Maureen went back to smiling. “Sean would walk the whole six miles if he had to, figuring I was stuck someplace between here and home. I swear, if I’m so much as ten minutes overdue, he’s in the truck coming after me.” She laughed. “That’s what forty years of marriage does to a couple; if he doesn’t call from the woods every three hours, I usually go looking for him,” she finished, heading toward Elbridge’s room.
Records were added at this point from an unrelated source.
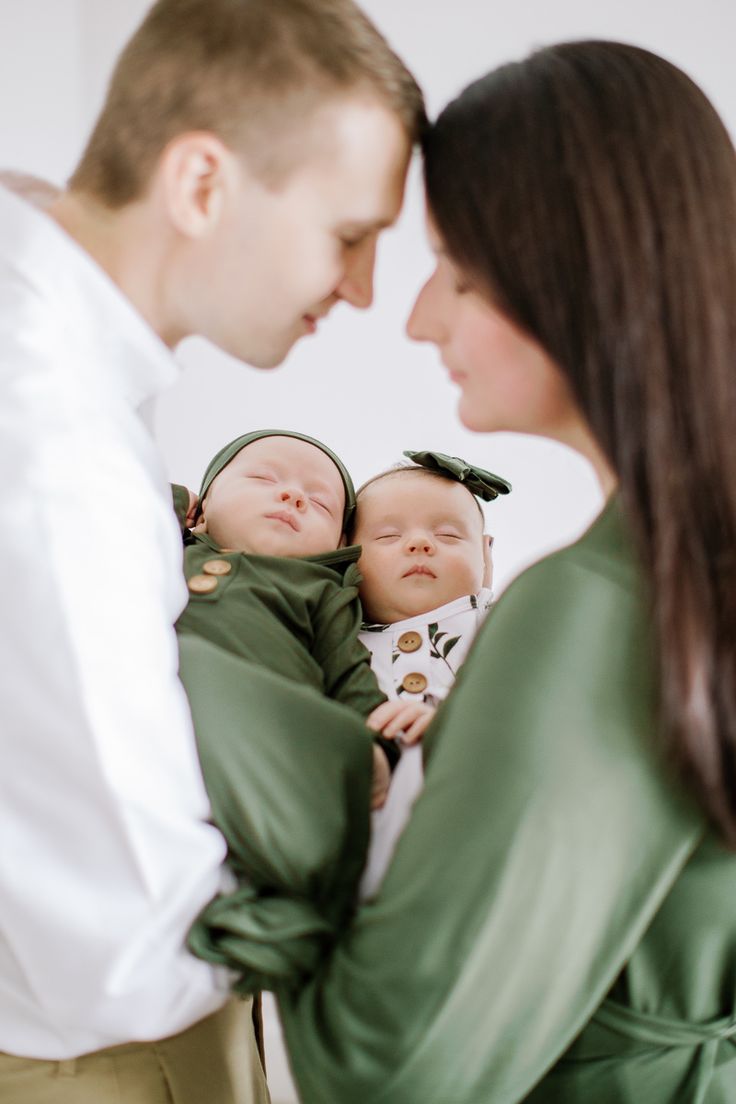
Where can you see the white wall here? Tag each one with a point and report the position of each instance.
(360, 384)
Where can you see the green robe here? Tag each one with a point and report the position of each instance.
(297, 616)
(557, 923)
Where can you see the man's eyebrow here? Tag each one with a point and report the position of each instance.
(365, 225)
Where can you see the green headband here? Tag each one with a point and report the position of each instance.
(226, 454)
(480, 483)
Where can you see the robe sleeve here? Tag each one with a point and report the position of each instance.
(345, 661)
(545, 838)
(288, 774)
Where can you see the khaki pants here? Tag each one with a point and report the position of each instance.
(213, 1062)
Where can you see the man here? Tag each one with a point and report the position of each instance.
(247, 156)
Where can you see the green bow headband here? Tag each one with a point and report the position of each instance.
(226, 454)
(480, 483)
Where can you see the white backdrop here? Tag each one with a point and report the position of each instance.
(360, 383)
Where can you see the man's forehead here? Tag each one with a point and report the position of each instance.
(356, 152)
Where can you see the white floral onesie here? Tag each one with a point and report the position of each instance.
(415, 658)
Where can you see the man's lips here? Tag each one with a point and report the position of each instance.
(419, 569)
(311, 320)
(284, 516)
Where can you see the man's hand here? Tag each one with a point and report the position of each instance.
(407, 719)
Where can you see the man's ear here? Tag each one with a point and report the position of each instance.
(194, 171)
(488, 561)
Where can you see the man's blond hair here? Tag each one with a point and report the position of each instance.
(249, 72)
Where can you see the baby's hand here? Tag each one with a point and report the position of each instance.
(407, 719)
(381, 777)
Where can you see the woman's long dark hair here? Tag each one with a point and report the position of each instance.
(590, 190)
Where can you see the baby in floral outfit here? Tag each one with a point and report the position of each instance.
(426, 573)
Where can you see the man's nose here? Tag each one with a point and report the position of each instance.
(356, 284)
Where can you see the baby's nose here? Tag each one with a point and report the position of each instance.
(297, 498)
(420, 543)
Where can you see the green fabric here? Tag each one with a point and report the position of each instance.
(296, 616)
(548, 862)
(226, 454)
(478, 480)
(288, 774)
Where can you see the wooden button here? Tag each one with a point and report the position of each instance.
(415, 682)
(202, 584)
(216, 568)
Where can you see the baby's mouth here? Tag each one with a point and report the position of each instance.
(286, 518)
(419, 569)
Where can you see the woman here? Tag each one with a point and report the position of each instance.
(560, 920)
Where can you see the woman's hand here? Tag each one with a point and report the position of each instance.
(406, 719)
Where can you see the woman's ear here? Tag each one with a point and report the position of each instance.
(488, 562)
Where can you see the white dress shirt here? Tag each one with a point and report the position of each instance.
(105, 852)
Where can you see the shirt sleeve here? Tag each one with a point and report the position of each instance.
(543, 842)
(107, 856)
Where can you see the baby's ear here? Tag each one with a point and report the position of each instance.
(192, 510)
(488, 561)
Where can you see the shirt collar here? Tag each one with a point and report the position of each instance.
(36, 251)
(461, 605)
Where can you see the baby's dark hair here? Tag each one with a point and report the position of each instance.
(398, 469)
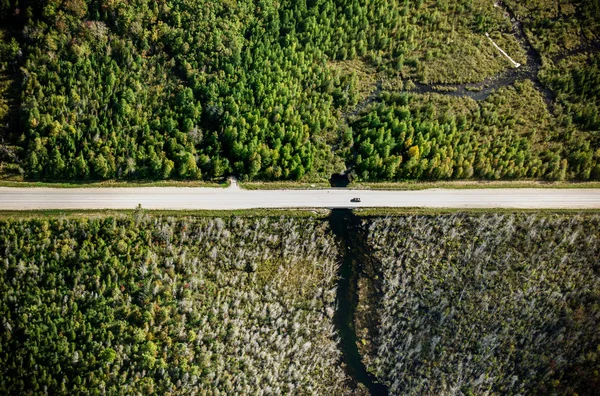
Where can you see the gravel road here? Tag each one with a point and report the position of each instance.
(235, 198)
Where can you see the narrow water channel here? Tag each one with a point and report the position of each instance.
(345, 226)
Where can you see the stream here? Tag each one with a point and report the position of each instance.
(345, 226)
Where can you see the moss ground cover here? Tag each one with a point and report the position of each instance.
(171, 305)
(486, 303)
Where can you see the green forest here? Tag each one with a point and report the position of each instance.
(484, 303)
(297, 90)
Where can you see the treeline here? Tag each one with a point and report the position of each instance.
(142, 304)
(576, 81)
(198, 90)
(557, 27)
(414, 137)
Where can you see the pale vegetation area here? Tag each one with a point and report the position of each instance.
(486, 303)
(168, 305)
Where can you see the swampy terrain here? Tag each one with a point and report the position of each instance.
(345, 225)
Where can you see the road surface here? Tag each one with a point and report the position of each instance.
(236, 198)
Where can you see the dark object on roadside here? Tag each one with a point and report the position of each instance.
(339, 180)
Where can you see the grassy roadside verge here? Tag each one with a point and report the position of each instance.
(285, 185)
(390, 212)
(78, 213)
(470, 184)
(114, 183)
(288, 185)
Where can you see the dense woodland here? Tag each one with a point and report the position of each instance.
(487, 304)
(192, 89)
(168, 306)
(510, 135)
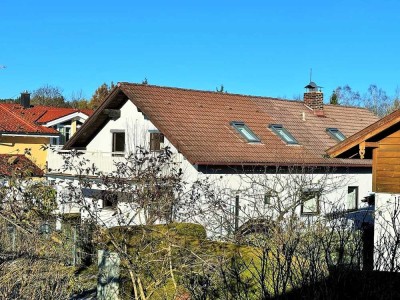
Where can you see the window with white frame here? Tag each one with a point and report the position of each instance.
(310, 202)
(156, 141)
(352, 198)
(118, 143)
(245, 131)
(336, 134)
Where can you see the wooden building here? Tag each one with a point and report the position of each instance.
(381, 143)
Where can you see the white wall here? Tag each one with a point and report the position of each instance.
(226, 186)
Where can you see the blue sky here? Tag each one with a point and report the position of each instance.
(252, 47)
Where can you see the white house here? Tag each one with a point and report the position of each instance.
(264, 157)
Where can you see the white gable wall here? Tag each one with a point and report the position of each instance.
(227, 186)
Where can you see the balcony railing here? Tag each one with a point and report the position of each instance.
(89, 161)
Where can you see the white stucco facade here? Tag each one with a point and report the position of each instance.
(255, 192)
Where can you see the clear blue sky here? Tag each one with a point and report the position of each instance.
(251, 47)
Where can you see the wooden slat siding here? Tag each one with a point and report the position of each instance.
(387, 165)
(391, 168)
(389, 154)
(389, 147)
(387, 188)
(374, 168)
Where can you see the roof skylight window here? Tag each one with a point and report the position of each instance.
(336, 134)
(283, 133)
(245, 132)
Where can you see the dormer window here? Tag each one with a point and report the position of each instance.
(336, 134)
(156, 141)
(245, 132)
(283, 134)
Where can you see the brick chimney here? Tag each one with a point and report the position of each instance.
(314, 98)
(25, 99)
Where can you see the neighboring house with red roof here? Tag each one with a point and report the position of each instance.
(241, 143)
(26, 129)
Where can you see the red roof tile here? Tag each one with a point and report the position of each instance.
(16, 119)
(13, 120)
(198, 124)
“Maybe someday I’ll be lucky enough to have that problem,” Maddy said with a chuckle, heading in the opposite direction toward the room Charlotte and Lois shared.

It took more effort than usual to get everyone up and dressed and ready to face the day, and their one bed-ridden resident, Mem, was quite put out that she couldn’t watch the morning news to get the latest on the storm. Charlotte and Lois and Elvira, acting as though she’d just given them the keys to the kingdom, had practically run to the kitchen to cook breakfast for everyone.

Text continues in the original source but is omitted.